Monday, June 13, 2011

Scotland Day Three

As I sit on the bed in our room, I feel like I'm still vibrating. We spent a lot of time on the "coach" today, and let's just say rock and roll has a new meaning for me. After a "full Scottish breakfast," which includes eggs, baked beans, haggis, roasted tomatoes, sausage, bacon, porridge, black pudding (you don't want to know), fruit, fruit juice, tea, and a selection of cold cereals, we boarded our coach and headed toward the western tip of the island, Fiannphort. No, I can't pronounce it, either.

The distance is only about 30 miles. An hour and a half after we left, we arrived at the ferry stop. The road is one-lane, and it is very rough and bouncy. The bus had to stop frequently to pass an oncoming car, or to let an overtaking car pass. Every 1/8 to 1/4 mile, there is a wide spot that will allow vehicles to pass, and we seemed to stop at most of them. Anyhow, we finally arrived about 11:00 and boarded the ferry for the 10-minute ride across to Iona.

Iona was the island where St. Columba arrived in the 563, to establish Christianity on the island. The story is that he arrived with twelve others, and they proceeded to evangelize first Iona and then much of the rest of Scotland. He built an abbey on the eastern shore, which continued to house monks for several hundred years. He died on June 9, 597 in the church, having risen in reputation and power to the point that he "ordained" the king of Dalriada, which included much of Scotland. Many kings of Scotland were buried on Iona, as it was regarded as a holy place. At the abbey, there is a shrine that marks his burial place, supposedly. In the 800's and 900's, others came and started rebuilding the structure, and parts of the current building apparently date back to that time.

In the 1100's, Somerled became "Lord of the Isles," a title that is now held by Prince Charles. His son Reginald brought Benedictine monks and Augustinian nuns to the island. From that time until the Reformation, there was an active abbey and nunnery, which comprise the buildings that are now present.

In the 1500's, the Reformation stopped all that. Abbeys and nunneries became part of either the Church of England or the Church of Scotland. The structures fell into disrepair, and in the 1800's, it was decided that they should be rebuilt. Final rebuilding happened in the 19th and 20th centuries. Now, the site is a monastic-type community in which people from various faiths can come for week-long prayer and meditation visits.

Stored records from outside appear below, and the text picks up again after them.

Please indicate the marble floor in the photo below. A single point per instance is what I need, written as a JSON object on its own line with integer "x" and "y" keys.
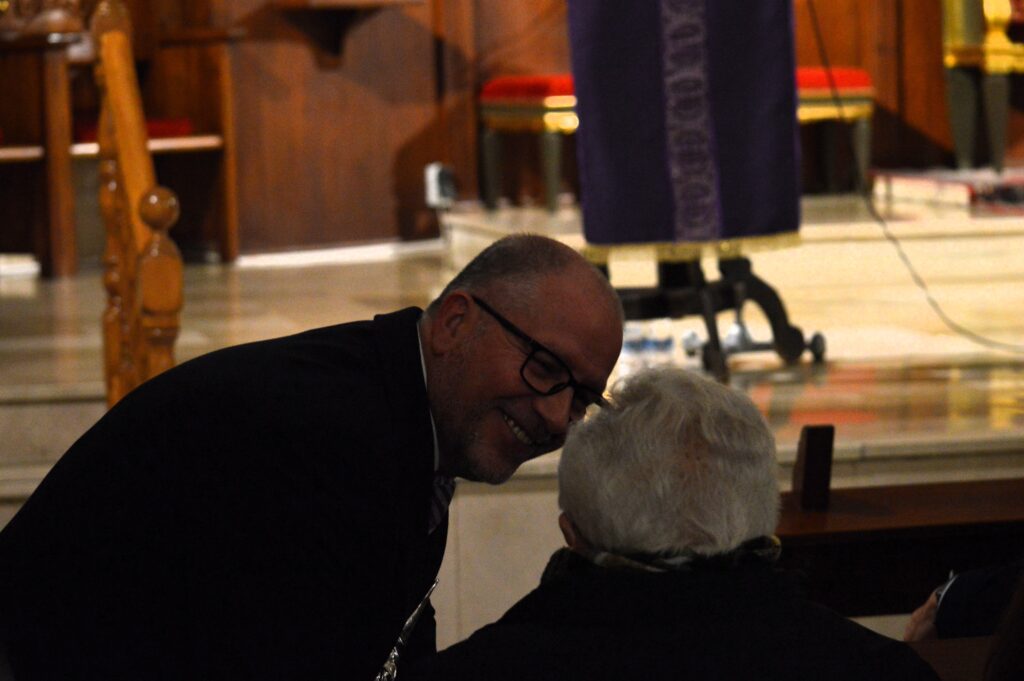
{"x": 900, "y": 385}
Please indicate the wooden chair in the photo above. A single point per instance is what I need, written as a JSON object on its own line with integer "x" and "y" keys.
{"x": 545, "y": 104}
{"x": 142, "y": 266}
{"x": 852, "y": 102}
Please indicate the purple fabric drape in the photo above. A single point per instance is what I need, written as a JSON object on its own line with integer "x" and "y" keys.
{"x": 687, "y": 119}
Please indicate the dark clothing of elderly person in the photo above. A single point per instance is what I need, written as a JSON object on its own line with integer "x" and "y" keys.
{"x": 669, "y": 498}
{"x": 731, "y": 618}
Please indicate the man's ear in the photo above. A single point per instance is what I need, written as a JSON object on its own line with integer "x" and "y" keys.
{"x": 451, "y": 322}
{"x": 573, "y": 539}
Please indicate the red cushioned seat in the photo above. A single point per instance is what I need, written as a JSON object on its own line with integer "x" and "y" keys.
{"x": 810, "y": 79}
{"x": 85, "y": 131}
{"x": 527, "y": 87}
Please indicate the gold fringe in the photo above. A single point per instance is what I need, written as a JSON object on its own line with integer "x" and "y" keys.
{"x": 687, "y": 251}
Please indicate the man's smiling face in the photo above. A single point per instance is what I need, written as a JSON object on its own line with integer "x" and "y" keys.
{"x": 488, "y": 420}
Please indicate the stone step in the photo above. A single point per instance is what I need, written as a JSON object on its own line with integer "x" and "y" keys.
{"x": 37, "y": 425}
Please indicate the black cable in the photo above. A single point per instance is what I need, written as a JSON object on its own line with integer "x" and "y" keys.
{"x": 956, "y": 328}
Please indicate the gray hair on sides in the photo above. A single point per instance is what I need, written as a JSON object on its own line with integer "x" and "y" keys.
{"x": 678, "y": 462}
{"x": 513, "y": 264}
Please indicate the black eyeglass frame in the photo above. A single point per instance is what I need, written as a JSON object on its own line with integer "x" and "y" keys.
{"x": 580, "y": 390}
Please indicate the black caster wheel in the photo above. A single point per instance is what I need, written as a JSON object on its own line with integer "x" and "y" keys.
{"x": 790, "y": 345}
{"x": 817, "y": 347}
{"x": 714, "y": 363}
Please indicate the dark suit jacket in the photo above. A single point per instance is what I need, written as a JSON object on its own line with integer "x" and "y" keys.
{"x": 258, "y": 512}
{"x": 711, "y": 623}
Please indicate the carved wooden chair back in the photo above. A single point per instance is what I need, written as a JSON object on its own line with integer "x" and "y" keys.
{"x": 142, "y": 266}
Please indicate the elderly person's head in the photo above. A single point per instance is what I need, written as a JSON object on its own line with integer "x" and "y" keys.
{"x": 516, "y": 347}
{"x": 679, "y": 463}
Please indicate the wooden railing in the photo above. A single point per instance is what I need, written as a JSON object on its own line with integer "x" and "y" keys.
{"x": 142, "y": 266}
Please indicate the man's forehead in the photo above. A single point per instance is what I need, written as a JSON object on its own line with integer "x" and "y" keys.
{"x": 580, "y": 326}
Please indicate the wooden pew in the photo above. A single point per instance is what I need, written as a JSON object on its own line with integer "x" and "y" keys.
{"x": 955, "y": 658}
{"x": 142, "y": 266}
{"x": 882, "y": 550}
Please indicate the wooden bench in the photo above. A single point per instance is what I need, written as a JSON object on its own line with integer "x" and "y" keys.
{"x": 882, "y": 550}
{"x": 142, "y": 266}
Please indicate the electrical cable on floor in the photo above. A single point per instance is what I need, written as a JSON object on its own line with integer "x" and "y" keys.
{"x": 1016, "y": 348}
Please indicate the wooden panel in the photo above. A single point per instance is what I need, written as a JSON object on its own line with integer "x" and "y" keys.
{"x": 526, "y": 37}
{"x": 331, "y": 147}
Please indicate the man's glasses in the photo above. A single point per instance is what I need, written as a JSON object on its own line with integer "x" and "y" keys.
{"x": 544, "y": 372}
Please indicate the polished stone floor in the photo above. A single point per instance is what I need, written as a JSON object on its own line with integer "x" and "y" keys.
{"x": 910, "y": 397}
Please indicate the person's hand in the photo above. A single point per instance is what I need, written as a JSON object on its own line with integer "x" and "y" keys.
{"x": 922, "y": 625}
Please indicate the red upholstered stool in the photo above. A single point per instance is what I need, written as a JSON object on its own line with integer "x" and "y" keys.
{"x": 545, "y": 104}
{"x": 855, "y": 104}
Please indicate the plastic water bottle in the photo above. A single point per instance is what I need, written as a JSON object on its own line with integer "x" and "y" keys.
{"x": 635, "y": 348}
{"x": 662, "y": 344}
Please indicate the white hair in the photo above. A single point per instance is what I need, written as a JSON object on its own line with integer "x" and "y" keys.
{"x": 679, "y": 462}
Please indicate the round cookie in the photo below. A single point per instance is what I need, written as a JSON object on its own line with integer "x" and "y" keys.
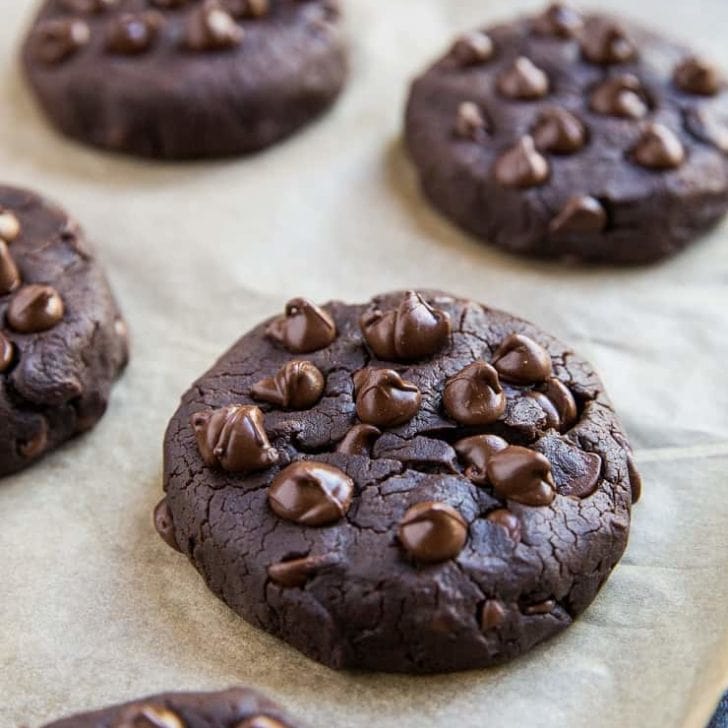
{"x": 234, "y": 708}
{"x": 577, "y": 137}
{"x": 183, "y": 79}
{"x": 417, "y": 484}
{"x": 62, "y": 339}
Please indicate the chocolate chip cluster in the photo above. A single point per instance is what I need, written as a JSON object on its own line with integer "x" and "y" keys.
{"x": 313, "y": 493}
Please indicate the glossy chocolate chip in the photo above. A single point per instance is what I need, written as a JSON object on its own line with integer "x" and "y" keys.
{"x": 560, "y": 20}
{"x": 605, "y": 43}
{"x": 211, "y": 28}
{"x": 384, "y": 399}
{"x": 359, "y": 440}
{"x": 471, "y": 49}
{"x": 658, "y": 148}
{"x": 696, "y": 76}
{"x": 474, "y": 396}
{"x": 523, "y": 81}
{"x": 311, "y": 493}
{"x": 522, "y": 165}
{"x": 622, "y": 96}
{"x": 305, "y": 327}
{"x": 297, "y": 385}
{"x": 475, "y": 451}
{"x": 522, "y": 475}
{"x": 559, "y": 132}
{"x": 413, "y": 330}
{"x": 35, "y": 308}
{"x": 432, "y": 532}
{"x": 580, "y": 215}
{"x": 234, "y": 438}
{"x": 519, "y": 359}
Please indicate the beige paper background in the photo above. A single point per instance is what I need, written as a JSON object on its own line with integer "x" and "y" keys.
{"x": 95, "y": 609}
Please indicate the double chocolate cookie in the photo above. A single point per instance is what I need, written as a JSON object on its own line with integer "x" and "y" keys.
{"x": 185, "y": 78}
{"x": 573, "y": 136}
{"x": 417, "y": 484}
{"x": 62, "y": 338}
{"x": 234, "y": 708}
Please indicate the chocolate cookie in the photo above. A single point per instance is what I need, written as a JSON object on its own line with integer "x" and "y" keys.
{"x": 62, "y": 338}
{"x": 234, "y": 708}
{"x": 417, "y": 484}
{"x": 180, "y": 79}
{"x": 575, "y": 137}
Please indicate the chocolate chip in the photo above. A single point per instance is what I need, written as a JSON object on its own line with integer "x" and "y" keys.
{"x": 658, "y": 148}
{"x": 521, "y": 360}
{"x": 211, "y": 28}
{"x": 234, "y": 439}
{"x": 297, "y": 385}
{"x": 303, "y": 328}
{"x": 475, "y": 452}
{"x": 560, "y": 20}
{"x": 557, "y": 401}
{"x": 384, "y": 399}
{"x": 57, "y": 40}
{"x": 35, "y": 308}
{"x": 507, "y": 520}
{"x": 493, "y": 615}
{"x": 413, "y": 330}
{"x": 311, "y": 493}
{"x": 471, "y": 123}
{"x": 471, "y": 49}
{"x": 696, "y": 76}
{"x": 164, "y": 524}
{"x": 558, "y": 131}
{"x": 580, "y": 215}
{"x": 622, "y": 96}
{"x": 9, "y": 274}
{"x": 359, "y": 440}
{"x": 432, "y": 532}
{"x": 522, "y": 165}
{"x": 474, "y": 396}
{"x": 606, "y": 43}
{"x": 523, "y": 81}
{"x": 522, "y": 475}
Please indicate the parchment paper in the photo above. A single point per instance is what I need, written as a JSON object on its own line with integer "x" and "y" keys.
{"x": 94, "y": 608}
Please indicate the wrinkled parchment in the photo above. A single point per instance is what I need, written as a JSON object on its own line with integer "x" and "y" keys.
{"x": 94, "y": 608}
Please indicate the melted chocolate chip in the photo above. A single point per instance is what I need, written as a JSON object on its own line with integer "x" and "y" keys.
{"x": 384, "y": 399}
{"x": 521, "y": 360}
{"x": 658, "y": 148}
{"x": 413, "y": 330}
{"x": 523, "y": 81}
{"x": 558, "y": 131}
{"x": 234, "y": 439}
{"x": 622, "y": 96}
{"x": 432, "y": 532}
{"x": 580, "y": 215}
{"x": 474, "y": 396}
{"x": 311, "y": 493}
{"x": 164, "y": 524}
{"x": 35, "y": 308}
{"x": 297, "y": 385}
{"x": 521, "y": 475}
{"x": 696, "y": 76}
{"x": 303, "y": 328}
{"x": 475, "y": 452}
{"x": 359, "y": 440}
{"x": 522, "y": 165}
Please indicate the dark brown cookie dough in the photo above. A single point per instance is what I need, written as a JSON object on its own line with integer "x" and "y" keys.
{"x": 445, "y": 509}
{"x": 576, "y": 137}
{"x": 62, "y": 339}
{"x": 181, "y": 79}
{"x": 234, "y": 708}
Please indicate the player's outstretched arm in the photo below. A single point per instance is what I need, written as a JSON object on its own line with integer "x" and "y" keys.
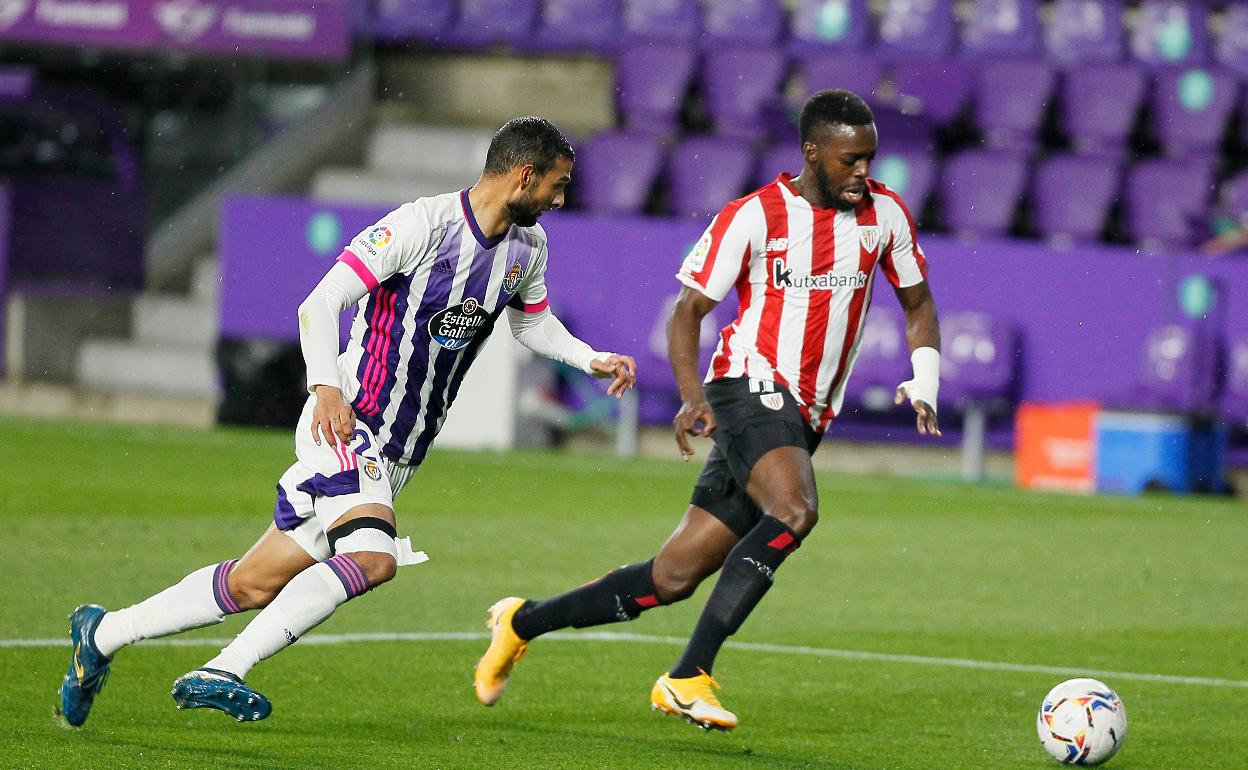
{"x": 338, "y": 290}
{"x": 684, "y": 335}
{"x": 547, "y": 336}
{"x": 922, "y": 333}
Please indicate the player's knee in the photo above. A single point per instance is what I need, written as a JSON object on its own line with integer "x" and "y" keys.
{"x": 799, "y": 516}
{"x": 252, "y": 590}
{"x": 370, "y": 543}
{"x": 378, "y": 567}
{"x": 675, "y": 582}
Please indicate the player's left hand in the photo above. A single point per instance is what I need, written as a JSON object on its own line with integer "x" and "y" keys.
{"x": 926, "y": 413}
{"x": 622, "y": 368}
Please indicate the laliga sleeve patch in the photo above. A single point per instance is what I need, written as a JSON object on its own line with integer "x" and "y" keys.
{"x": 375, "y": 241}
{"x": 697, "y": 257}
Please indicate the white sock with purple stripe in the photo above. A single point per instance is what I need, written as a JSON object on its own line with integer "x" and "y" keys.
{"x": 303, "y": 604}
{"x": 201, "y": 598}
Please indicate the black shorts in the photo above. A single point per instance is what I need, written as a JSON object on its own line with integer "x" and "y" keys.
{"x": 751, "y": 418}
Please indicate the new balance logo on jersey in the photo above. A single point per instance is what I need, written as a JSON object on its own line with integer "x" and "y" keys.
{"x": 784, "y": 277}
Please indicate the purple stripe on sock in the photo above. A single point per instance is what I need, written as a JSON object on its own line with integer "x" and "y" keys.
{"x": 350, "y": 573}
{"x": 221, "y": 588}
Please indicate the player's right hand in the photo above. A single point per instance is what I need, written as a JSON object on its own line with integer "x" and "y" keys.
{"x": 332, "y": 417}
{"x": 694, "y": 418}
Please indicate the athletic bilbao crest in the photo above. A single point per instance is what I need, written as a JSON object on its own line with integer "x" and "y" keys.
{"x": 512, "y": 280}
{"x": 869, "y": 235}
{"x": 454, "y": 327}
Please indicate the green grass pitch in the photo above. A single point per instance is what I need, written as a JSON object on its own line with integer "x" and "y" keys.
{"x": 901, "y": 568}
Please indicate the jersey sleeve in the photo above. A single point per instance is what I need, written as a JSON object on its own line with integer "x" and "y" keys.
{"x": 904, "y": 262}
{"x": 532, "y": 296}
{"x": 725, "y": 248}
{"x": 391, "y": 246}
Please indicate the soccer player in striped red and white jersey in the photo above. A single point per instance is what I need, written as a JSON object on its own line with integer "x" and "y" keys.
{"x": 801, "y": 255}
{"x": 429, "y": 280}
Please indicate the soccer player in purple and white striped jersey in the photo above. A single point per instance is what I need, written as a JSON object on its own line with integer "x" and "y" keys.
{"x": 431, "y": 281}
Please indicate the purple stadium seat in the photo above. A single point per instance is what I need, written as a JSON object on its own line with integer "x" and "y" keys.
{"x": 910, "y": 171}
{"x": 785, "y": 156}
{"x": 738, "y": 82}
{"x": 650, "y": 84}
{"x": 936, "y": 90}
{"x": 1233, "y": 199}
{"x": 982, "y": 189}
{"x": 1234, "y": 392}
{"x": 897, "y": 129}
{"x": 1001, "y": 29}
{"x": 615, "y": 171}
{"x": 856, "y": 71}
{"x": 667, "y": 20}
{"x": 743, "y": 23}
{"x": 977, "y": 360}
{"x": 578, "y": 25}
{"x": 1011, "y": 100}
{"x": 402, "y": 20}
{"x": 1231, "y": 46}
{"x": 882, "y": 361}
{"x": 1072, "y": 197}
{"x": 830, "y": 25}
{"x": 1083, "y": 31}
{"x": 916, "y": 29}
{"x": 1171, "y": 33}
{"x": 1168, "y": 368}
{"x": 1192, "y": 106}
{"x": 1100, "y": 104}
{"x": 487, "y": 23}
{"x": 1166, "y": 202}
{"x": 705, "y": 172}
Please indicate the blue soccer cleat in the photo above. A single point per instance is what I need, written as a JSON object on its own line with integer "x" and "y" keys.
{"x": 89, "y": 669}
{"x": 220, "y": 690}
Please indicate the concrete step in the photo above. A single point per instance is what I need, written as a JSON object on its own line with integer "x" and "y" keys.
{"x": 160, "y": 368}
{"x": 206, "y": 280}
{"x": 363, "y": 186}
{"x": 427, "y": 150}
{"x": 174, "y": 320}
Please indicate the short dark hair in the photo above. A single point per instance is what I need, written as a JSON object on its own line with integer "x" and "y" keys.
{"x": 527, "y": 140}
{"x": 830, "y": 107}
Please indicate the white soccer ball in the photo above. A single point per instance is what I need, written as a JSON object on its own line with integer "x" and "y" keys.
{"x": 1082, "y": 721}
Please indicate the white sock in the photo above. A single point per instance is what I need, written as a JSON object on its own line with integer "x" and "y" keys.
{"x": 201, "y": 598}
{"x": 303, "y": 604}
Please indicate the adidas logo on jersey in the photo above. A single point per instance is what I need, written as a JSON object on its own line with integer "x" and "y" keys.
{"x": 783, "y": 277}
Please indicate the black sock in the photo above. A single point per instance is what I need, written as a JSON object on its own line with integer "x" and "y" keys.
{"x": 620, "y": 594}
{"x": 746, "y": 575}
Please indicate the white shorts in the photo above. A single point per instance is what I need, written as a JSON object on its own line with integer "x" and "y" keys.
{"x": 326, "y": 482}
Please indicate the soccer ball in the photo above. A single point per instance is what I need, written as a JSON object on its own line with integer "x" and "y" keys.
{"x": 1082, "y": 721}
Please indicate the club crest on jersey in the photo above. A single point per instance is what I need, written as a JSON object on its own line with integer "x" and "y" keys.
{"x": 512, "y": 281}
{"x": 784, "y": 277}
{"x": 869, "y": 235}
{"x": 454, "y": 327}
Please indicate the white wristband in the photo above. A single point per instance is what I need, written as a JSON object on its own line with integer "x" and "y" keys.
{"x": 925, "y": 385}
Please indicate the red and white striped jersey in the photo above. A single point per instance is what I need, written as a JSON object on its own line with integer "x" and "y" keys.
{"x": 803, "y": 277}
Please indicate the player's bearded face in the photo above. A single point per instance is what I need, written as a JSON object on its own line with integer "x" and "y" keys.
{"x": 541, "y": 195}
{"x": 845, "y": 155}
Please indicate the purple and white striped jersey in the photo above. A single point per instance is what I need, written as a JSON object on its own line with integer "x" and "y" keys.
{"x": 436, "y": 287}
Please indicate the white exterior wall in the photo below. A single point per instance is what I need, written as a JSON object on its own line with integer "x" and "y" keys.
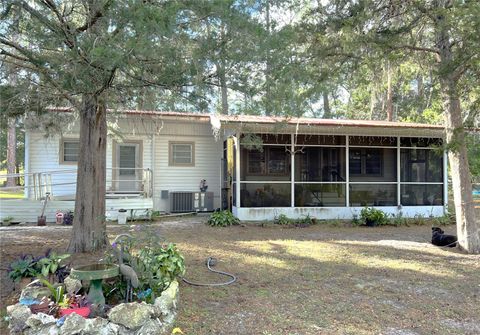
{"x": 44, "y": 156}
{"x": 208, "y": 154}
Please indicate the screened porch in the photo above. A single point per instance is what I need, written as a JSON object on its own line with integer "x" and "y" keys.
{"x": 338, "y": 171}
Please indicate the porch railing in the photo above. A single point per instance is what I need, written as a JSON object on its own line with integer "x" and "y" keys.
{"x": 40, "y": 183}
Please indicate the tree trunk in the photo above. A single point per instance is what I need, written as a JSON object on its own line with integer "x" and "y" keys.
{"x": 389, "y": 93}
{"x": 420, "y": 94}
{"x": 327, "y": 113}
{"x": 11, "y": 151}
{"x": 89, "y": 228}
{"x": 268, "y": 98}
{"x": 468, "y": 229}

Some of what they do sounds pretty far out, but I can see how such time could be life-changing for people seeking a renewal of their faith.

There are several crosses leading up to the abbey, and on the ground of the sanctuary. One dates from the 1500's and is still standing, five centuries later. Others have fallen, and the pieces of those crosses are displayed in the museum. One of them broke immediately after being erected, as the arms were too long, so the sculptors added a circle around the intersection of the cross, which was later copied all over Scotland, and became the cross used now by the Presbyterians.
I don't think there are more than 200 people on the island, and that may be an overestimate. In fact, many who work there live on Mull. As one of them told us, Iona is just one ferry too many from the mainland.

While at the abbey, we had a short service led by Rev. Ben Seller, and it was touching and meaningful. He spoke about the Great Commission, to go into all the world and preach the Gospel, relating that mandate both to St. Columba and to our world today. It was excellent.

In the afternoon, we caught the ferry again and took the bus to Tobermory, the other larger community on the island. The town is known for its distillery, and for its buildings being painted in multicolored hues. It is actually very picturesque. We shopped the main street for an hour or so, before returning to our hotel. While shopping, we stopped in a grocery store, and I bought some potato chips, flavored "Prawn Cocktail." They weren't bad, but I don't think I would order them again. I could have ordered Fried Chicken flavor, among others. Denise got the Pickled Onion ones, but I didn't get to taste any of hers.

Because of the roads and the swaying of the bus, I now know how it must have felt to ride in a stagecoach. I'm hoping my head will stop spinning by tomorrow. Dinner tonight was much better than last night. I had the pickled mackerel appetizer, which was much better than it sounds, followed by the Laird's Pie, made of venison, carrots, mashed potatoes, along with a puff pastry top. Now, I would not usually try venison, but this was amazing, and tasted more like beef than anything else. There was only one bite that had a minimally wild taste, and it was prepared such that it was much more tender and succulent than venison usually is.

Following dinner, we walked down to the bay and skipped stones on the water. Denise picked up shells, as well, which will be coming home with us. After the walk we sat in the hotel lounge and talked until after 10 PM. The sky was still bright enough to read outside when we returned to our room.

Tomorrow, we head north to Fort William, with a side trip to Glencoe.